Voorzitter. Ik heb één motie.
De Kamer,
gehoord de beraadslaging,
overwegende dat het kabinet voorstellen doet om schulden over te nemen, maar er grote verschillen zullen ontstaan tussen gedupeerden;
overwegende dat het voor de reële situatie van mensen weinig uitmaakt waar de schulden uitstaan;
verzoekt het kabinet een evenwichtiger voorstel uit te werken en ouders gelijker te behandelen,
en gaat over tot de orde van de dag.
Dank u wel. Er is nog een vraag voor u.
De heer Nijboer (PvdA):
Hij had 'm al aangekondigd, voorzitter.
De voorzitter:
Ja, u keek al verwachtingsvol naar de PVV.

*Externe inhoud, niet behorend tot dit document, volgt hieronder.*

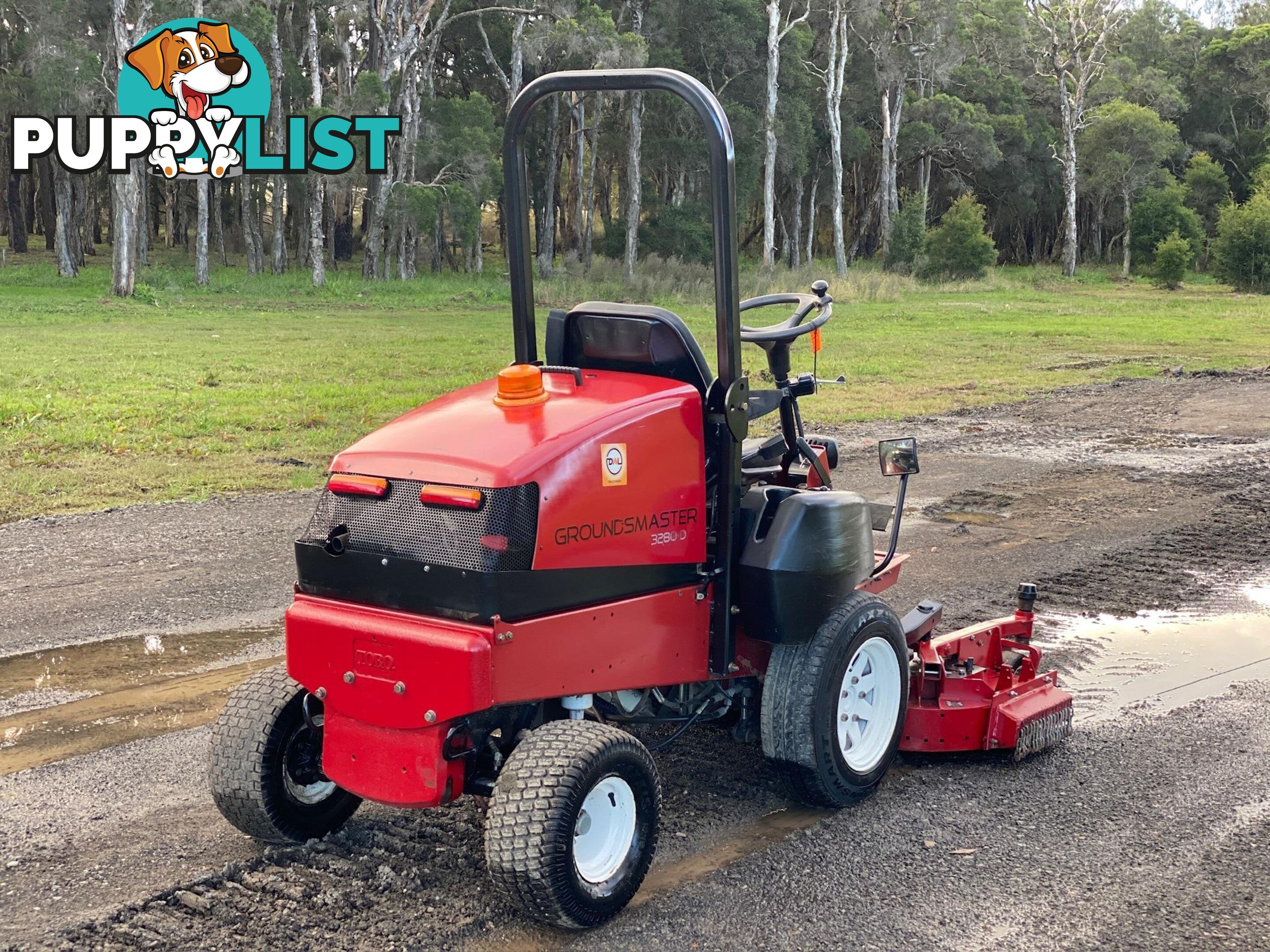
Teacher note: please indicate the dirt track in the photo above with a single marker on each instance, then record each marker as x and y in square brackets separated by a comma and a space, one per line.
[1148, 829]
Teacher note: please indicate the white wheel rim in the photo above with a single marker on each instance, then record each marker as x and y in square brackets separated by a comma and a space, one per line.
[605, 830]
[869, 705]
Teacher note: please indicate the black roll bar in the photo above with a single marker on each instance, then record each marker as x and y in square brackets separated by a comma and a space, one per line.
[723, 198]
[725, 400]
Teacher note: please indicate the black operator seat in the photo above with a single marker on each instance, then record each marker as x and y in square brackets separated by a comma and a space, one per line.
[602, 335]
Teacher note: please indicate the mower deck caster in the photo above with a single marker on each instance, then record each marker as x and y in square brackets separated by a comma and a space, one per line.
[266, 763]
[833, 707]
[573, 823]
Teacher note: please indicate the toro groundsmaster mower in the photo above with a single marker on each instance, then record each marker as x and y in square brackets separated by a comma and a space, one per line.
[494, 584]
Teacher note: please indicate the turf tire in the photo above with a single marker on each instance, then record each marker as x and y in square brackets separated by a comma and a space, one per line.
[799, 706]
[535, 809]
[261, 718]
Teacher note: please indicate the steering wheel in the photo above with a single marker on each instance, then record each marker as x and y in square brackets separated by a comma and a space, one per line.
[793, 327]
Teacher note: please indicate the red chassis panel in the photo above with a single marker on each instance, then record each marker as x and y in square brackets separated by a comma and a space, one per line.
[966, 696]
[638, 643]
[384, 742]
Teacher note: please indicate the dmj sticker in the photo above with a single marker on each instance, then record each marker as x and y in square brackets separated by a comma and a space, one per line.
[613, 457]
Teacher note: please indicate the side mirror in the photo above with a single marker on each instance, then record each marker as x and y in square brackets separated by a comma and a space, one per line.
[898, 457]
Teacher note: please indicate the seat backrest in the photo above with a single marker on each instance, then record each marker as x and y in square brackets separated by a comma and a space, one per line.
[602, 335]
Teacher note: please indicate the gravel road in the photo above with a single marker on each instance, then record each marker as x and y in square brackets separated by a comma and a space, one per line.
[1148, 829]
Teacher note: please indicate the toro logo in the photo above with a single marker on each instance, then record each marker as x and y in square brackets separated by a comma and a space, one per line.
[613, 460]
[370, 661]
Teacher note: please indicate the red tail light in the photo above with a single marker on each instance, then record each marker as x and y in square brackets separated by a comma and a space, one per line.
[359, 485]
[451, 495]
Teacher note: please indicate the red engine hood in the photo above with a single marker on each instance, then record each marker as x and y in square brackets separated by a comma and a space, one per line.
[465, 439]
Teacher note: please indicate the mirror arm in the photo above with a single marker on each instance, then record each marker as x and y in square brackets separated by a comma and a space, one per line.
[894, 528]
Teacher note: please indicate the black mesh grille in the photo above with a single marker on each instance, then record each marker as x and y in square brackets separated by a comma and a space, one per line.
[500, 536]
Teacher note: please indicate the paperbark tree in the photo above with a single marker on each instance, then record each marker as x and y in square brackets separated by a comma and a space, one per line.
[546, 227]
[1071, 48]
[277, 198]
[204, 191]
[1124, 145]
[634, 177]
[835, 77]
[68, 267]
[125, 32]
[777, 35]
[317, 185]
[590, 186]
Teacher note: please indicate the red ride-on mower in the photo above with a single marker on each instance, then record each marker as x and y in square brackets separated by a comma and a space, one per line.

De heer Edgar Mulder (PVV):
Wat verstaat mijn collega onder "evenwichtig"?
De heer Nijboer (PvdA):
De staatssecretaris heeft in haar brief allerlei dilemma's geschetst aan de Kamer. Dat ging bijvoorbeeld over de situatie waarin mensen gescheiden zijn en hoe je dan moet compenseren. Bij schulden bestaan die dilemma's ook. Het voorstel zoals het kabinet het nu doet, kan betekenen dat als je schulden maakt bij een overheidsinstelling, je volledige kwijtschelding krijgt. Maar als je het hebt geleend van familie of als je de schuld bij een andere instantie hebt uitstaan, dan krijg je helemaal niets. En dat vind ik niet evenwichtig. Ik vraag de staatssecretaris om daar een ander voorstel voor te doen. We hebben ook een brief van mevrouw Voortman, wethouder in Utrecht, gekregen. Zij heeft gewoon allemaal casussen aangegeven waarin de situatie materieel hetzelfde is, maar waarbij de een volledige kwijtschelding krijgt en de ander niets. Ik vraag de staatssecretaris om daar een nieuw voorstel voor te doen.
Dank u wel.
De voorzitter:
Dank u wel. Ik vraag de staatssecretaris hoeveel tijd zij ongeveer nodig heeft om de moties van een appreciatie te voorzien.
Staatssecretaris Van Huffelen:
Vijf minuutjes.
De voorzitter:
Een minuut of vijf. Dan gaan we rond 10.42 uur weer verder. Ik schors nu de vergadering.
De vergadering wordt van 10.36 uur tot 10.42 uur geschorst.
De voorzitter:
Ik geef het woord aan de staatssecretaris.
Staatssecretaris Van Huffelen:
Dank u wel, voorzitter. Het goed helpen van de ouders in de kinderopvangtoeslagen en ook in de andere toeslagen, vraagt tijd en aandacht. We weten dat inmiddels zo'n 21.000 ouders door ons erkend zijn als gedupeerden. Velen van hen hebben inmiddels €30.000 gekregen en krijgen brede hulp van gemeenten. Hun schulden worden opgelost.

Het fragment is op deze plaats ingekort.